Le projet du MUHC c’est celui de l’iniquité structurelle dans le système de santé. C’est le maintien d’un ordre de privilèges soutenu par un régime qui perpétue les inégalités et accentue les clivages linguistiques, ici comme ailleurs au Canada dès lors qu’il s’agit des francophones. L’article sur les services de santé du présent dossier est, lui aussi, accablant. Mais c’est malheureusement le réflexe premier de notre mentalité de minorisés consentants, il s’en trouvera toujours pour dire que cela n’est pas encore assez grave pour casser le régime et sortir de cette logique tordue. Il n’y a pas de statu quo en ces matières. Les prétextes et les invocations des « raisons historiques et culturelles » ne servent qu’à brouiller les pistes et à ériger la restriction mentale en règle de conduite du débat public.

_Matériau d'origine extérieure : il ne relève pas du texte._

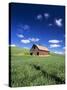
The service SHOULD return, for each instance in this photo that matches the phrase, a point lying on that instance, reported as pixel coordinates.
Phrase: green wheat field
(29, 70)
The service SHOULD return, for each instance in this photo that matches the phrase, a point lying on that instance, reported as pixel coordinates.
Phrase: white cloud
(54, 45)
(55, 41)
(39, 17)
(13, 45)
(50, 24)
(34, 39)
(58, 22)
(57, 52)
(46, 15)
(25, 41)
(20, 35)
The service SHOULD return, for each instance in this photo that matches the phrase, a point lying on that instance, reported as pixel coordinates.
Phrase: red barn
(39, 50)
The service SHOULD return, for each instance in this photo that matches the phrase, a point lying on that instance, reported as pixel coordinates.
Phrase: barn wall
(34, 51)
(41, 52)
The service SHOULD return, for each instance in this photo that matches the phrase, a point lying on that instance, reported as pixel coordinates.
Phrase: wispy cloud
(46, 15)
(54, 45)
(57, 52)
(26, 27)
(29, 40)
(55, 41)
(34, 39)
(58, 22)
(13, 45)
(25, 41)
(39, 17)
(23, 27)
(20, 35)
(50, 24)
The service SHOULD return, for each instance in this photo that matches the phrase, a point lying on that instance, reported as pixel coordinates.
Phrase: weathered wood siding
(40, 52)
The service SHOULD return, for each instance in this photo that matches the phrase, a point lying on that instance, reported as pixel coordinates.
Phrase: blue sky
(38, 24)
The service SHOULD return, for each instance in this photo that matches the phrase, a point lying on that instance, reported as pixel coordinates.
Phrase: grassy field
(29, 70)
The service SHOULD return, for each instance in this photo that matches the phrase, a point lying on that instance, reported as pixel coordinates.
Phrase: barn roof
(42, 48)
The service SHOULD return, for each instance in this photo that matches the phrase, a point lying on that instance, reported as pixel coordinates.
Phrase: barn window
(31, 53)
(37, 53)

Le dossier de la santé et de la place des institutions anglophones dans la configuration institutionnelle de notre système public est l’illustration d’une impasse que trop de gens ne veulent pas voir. Ou bien la province reste une province et elle se gouverne avec le statut qu’y tient la majorité francophone, c’est-à-dire celui d’une minorité contente de son sort de nation niée ; ou bien le Québec ordonne enfin son complexe institutionnel selon la réalité et les exigences d’une politique nationale. Le maintien du projet de MUHC n’a de sens et de fondement que dans le consentement à la minorisation et dans l’acceptation des solutions bancales que cela impose. Des solutions qui laisseront inévitablement à la majorité francophone le fardeau d’avoir à financer des accommodements qui laisseront ses institutions devenir des satellites de McGill. On nous promet tout de même que les services en français seront offerts, comme ils le sont grâce aux interprètes hindis ou cantonnais.
Il faut un seul grand centre hospitalier universitaire. Et il doit être une institution nationale. C’est à la majorité de s’affirmer. Et de la faire non pas comme groupe linguistique mais comme nation. C’est la seule manière de remettre de l’ordre dans cette affaire.